Personal Finance Basics: Your Job, Your Future
The first lesson for personal finance basics is about you, your job and your future.
Why People Work
People work to meet their needs, wants and goals. Some of us also work out of a sense of duty to ourselves, our families or just our fellow men and women. We need food, shelter, clothing. We want vacations, cars, diamonds and McMansions. And we also want to know we’re helping someone other than ourselves.
But we work for more than even material possessions, sustenance and charity. We also work for a sense of identity. When I was in high school, I was a fast food worker. That line of work identified me as a different class of worker than an office clerk, a doctor or a CEO. While in college, I also worked in fast food, but I was first and foremost a student. People, including myself, would think of me differently than if I was just a fast food worker. Being a student was my main identity for over 6 years of my working life (counting high school).
When people ask you “What do you do?“, how do you usually answer? For me, I almost always say “I’m a systems analyst” (or something like that since I’m called many things professionally). So my work has become part of me. I don’t say “I’m a personal finance blogger” because it’s not my main source of income. I don’t say “I’m a volunteer at church” because I don’t get paid and it’s doesn’t occupy a large amount of my time. In essence, your job is your main identity (even though that’s a sad prospect).
Making a Career Choice
Whether you’re a high school or college student ready to graduate, or someone already in the working world, you need to assess several qualities about you and prospective careers. When you’re young, you feel like you’re ready to do anything. The world is your oyster and so on. But as you progress through school and into the “real world”, you’ll learn more about your skills, aptitudes and qualities that will help match you to your future career.
Determining your next career, whether you’re just a student or already have a job, should not be taken lightly. Remember, this is your main identity we’re talking about. If you choose unwisely, then you’ll either stay unhappy or be right back in the same boat of assessing your career options again.
The following are just some of the attributes of career selection:
- Values: By assessing and understanding your values, such as personal beliefs and ethical standards, you can begin to gauge what types of careers may be of interest to you. For example, if you feel strongly about protecting and serving animals, then perhaps nature study, environmental protection or zoology are right careers for you.
- Lifestyle: Do you come from a wealthy background and wish to remain wealthy? Or are you fine with living a transient lifestyle with almost no possessions to call your own? How you think you want to live your life plays a major role in determining your career options. For example, if you like work in a clean, comfortable, air-conditioned office, then joining the Peace Corp and heading to sub-Saharan Africa may not be the best career choice for you…yet.
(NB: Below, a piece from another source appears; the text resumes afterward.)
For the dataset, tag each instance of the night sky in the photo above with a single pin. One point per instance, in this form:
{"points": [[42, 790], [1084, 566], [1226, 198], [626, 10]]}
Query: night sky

- Interests: Of course understanding what you’re interested in is a huge step in picking out your next career. If you like computer hardware, perhaps the next step is being a network engineer, or working for the Geek Squad. If you like napping, then well, tell me when you find a job where I can do this.
- Aptitudes: So you want to be a rocket scientist, do you? Are you good at math and physics? No? You get straight C’s? Well then you may need to rethink your goals and understand what you’re good at before choosing a career that doesn’t match up to your aptitudes. Not everyone is cut out to be a doctor, astronaut or even burger-flipper. We all have special traits and skills that will help us to excel at different careers. Find out what your skills are.
- Personality: Lastly, your personal traits will help direct you to a career that matches you most closely. If you’re outgoing and personable, then you’re better equipped to work in a customer service or sales environment. If you’re not very organized, then perhaps you should rethink becoming a wedding planner.
But these attributes are only part of the full picture. This is meant to help you to understand you. In the next article in the series, we’ll talk about career planning, which takes these attributes and begins to match them up to potential careers. We’ll need to start looking more into potential jobs and their attributes and characteristics before the matching can really begin.
Fiscal Musings says
In my opinion, one’s passions and interests should carry the most weight when making a career decision. I’ve seen many people succeed in things that I wouldn’t have thought possible based on other factors, but they were passionate and had a drive to succeed there.